Note: If you don't have an existing tenant associated with your account, you'll see a GUID under your account name and you won't be able to perform actions like registering apps until you follow the steps of the next section.

Create a new Azure AD tenant

Step 3: If you don't already have an Azure AD tenant or want to create a new one for development, follow the directory creation experience. You will have to provide the following information to create your new tenant:

  • Organization name
  • Initial domain - this will be part of *.onmicrosoft.com. You can customize the domain name later if you wish.
  • Country or region Picture 2

Task 2: Register an application

Register the sample with your Azure AD tenant

Step 4: On the top bar, select your account. Under the DIRECTORY list, choose the Active Directory tenant which you created in PREVIOUS STEP.

Note: If you have only one directory then it will be selected by default.

Picture 3

Picture 4

Step 5: In the left navigation sidebar, select Azure Active Directory. Picture 5

Step 6: From the sidebar, select App registrations Picture 6

Step 7: Select New application registration and provide a friendly name for the app, app type, and sign-on URL: - Name: OpenIDConnectApp - Application Type: Web app / API - Set Sign-on URL enter the following URL and click Create

Note: We will be re-using the ASP.NET Core web app that we created and deployed in the first lab. Re-use the elastic beanstalk hostname that you created in the first lab (you can connect to the Elastic Beanstalk dashboard in the AWS console to get this URL if necessary but don’t forget to append “signin-oidc-azure”). For example:

Picture 7

Step 8: Select Create to register the app.

Step 9: Click on Settings link Picture 8

Step 10: On the Properties blade, set the Logout URL to your elastic beanstalk hostname Example:

https://openidconnectapp-jane-prod.ap-northeast-2.elasticbeanstalk.com/signout-oidc and select Save.

Picture 9

Step 11: From the Azure portal, note the following information:

Tenant domain: Copy the App ID URI base URL and paste it in a text editor. For example: JaneDemoAD.onmicrosoft.com

Application ID (Client ID): See the Properties blade. For example: ba74781c2-53c2-442a-97c2-3d60re42f403

Tenant ID: See the Endpoints blade. Record the GUID from any of the endpoint URLs. For example: da41245a5-11b3-996c-00a8-4d99re19f292

Note: The ensure that the base address in the Sign-on URL and Logout URL settings is your elastic beanstalk hostname from the previous lab – example: https://openidconnectapp-jane-prod.ap-northeast-2.elasticbeanstalk.com

Task 3: Create & Assign users to the application

Create User

Step 12: Open the Azure Active Directory by clicking All services at the top of the main left hand navigation menu.

Step 13: Click on Users link on the left navigation Picture 13

Step 14: Click on New User button on the top navigation Picture 14

Step 15: Set the following values - Name: testuser - Username: testuser@janedemoad.onmicrosoft.com Note: add the domain URL which you created in the Task 1 - Leave other properties as default values - Copy the system generated password and save it in the editor Picture 15

Step 16: Click on create

Assign users To assign one or more users to an application directly, follow the steps below:

Step 17: Open the Azure Active Directory by clicking All services at the top of the main left hand navigation menu.

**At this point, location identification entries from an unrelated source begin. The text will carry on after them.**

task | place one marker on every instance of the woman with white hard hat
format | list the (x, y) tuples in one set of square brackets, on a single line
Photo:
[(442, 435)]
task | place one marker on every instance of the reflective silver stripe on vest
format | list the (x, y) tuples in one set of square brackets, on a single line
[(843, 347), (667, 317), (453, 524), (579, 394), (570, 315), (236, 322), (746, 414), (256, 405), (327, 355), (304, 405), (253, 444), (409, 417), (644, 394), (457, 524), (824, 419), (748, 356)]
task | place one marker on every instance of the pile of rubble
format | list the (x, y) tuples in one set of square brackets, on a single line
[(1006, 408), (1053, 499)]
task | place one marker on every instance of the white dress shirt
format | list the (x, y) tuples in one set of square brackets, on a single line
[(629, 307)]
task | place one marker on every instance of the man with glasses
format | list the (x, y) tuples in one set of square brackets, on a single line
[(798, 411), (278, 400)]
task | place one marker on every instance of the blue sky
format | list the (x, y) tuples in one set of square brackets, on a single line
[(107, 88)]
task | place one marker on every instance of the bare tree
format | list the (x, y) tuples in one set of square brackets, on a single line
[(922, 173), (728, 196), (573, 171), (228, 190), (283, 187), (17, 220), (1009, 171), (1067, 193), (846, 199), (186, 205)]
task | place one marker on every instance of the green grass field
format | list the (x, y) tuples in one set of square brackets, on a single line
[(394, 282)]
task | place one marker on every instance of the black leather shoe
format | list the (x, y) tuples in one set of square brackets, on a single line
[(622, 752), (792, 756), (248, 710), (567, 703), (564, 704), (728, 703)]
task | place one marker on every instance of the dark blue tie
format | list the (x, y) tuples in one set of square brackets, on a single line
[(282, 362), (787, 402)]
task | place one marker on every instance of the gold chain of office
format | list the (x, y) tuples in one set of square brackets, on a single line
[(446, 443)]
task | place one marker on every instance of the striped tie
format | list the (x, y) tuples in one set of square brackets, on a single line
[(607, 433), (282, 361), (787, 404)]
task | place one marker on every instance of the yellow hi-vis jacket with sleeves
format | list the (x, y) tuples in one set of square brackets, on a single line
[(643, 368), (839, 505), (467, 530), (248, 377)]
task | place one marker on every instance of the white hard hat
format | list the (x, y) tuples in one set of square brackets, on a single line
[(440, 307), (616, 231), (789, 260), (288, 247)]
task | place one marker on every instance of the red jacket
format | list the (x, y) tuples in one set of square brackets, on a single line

Step 18: Type in “Azure Active Directory” in the filter search box and select the Azure Active Directory item.

Step 19: Click Enterprise Applications from the Azure Active Directory left hand navigation menu. Picture 16

Step 20: Select the application OpenIDConnectApp. Picture 17

Step 21: Once the application loads, click Users and Groups from the application’s left-hand navigation menu. Picture 18

Step 22: Click the Add User button on top navigation

Step 23: Click the Users and groups selector from the Add Assignment pane.

Step 24: Click on Users section

Step 25: Select the test user created in the previous task Picture 19

Step 26: Click the Select button to add them to the list of users and groups to be assigned to the application.

Step 27: Click the Assign button to assign the application to the selected users. Picture 20

Task 4: Re-build the existing application from Lab 1

Step 28: Open Visual Studio 2017, click File >Open>Project/Solution.

Step 29: Go to the path where you have the OpenIdConnect.sln file, click Open Picture 21

Step 30: Right click on the project and build it and it should build successfully without any errors.

Step 31: In the appsettings.json file, under AzureAd provide values for: - Domain, TenantId, ClientId (Application ID) that you recorded earlier from the Azure AD

Picture 22

Step 32: In the Startup.cs comment line 38 and uncomment line 39 and save the file Picture 23

Step 33: Build the application

Task 5: Deploy the sample ASP.NET app to AWS

In this task you will deploy the sample ASP.NET app to AWS.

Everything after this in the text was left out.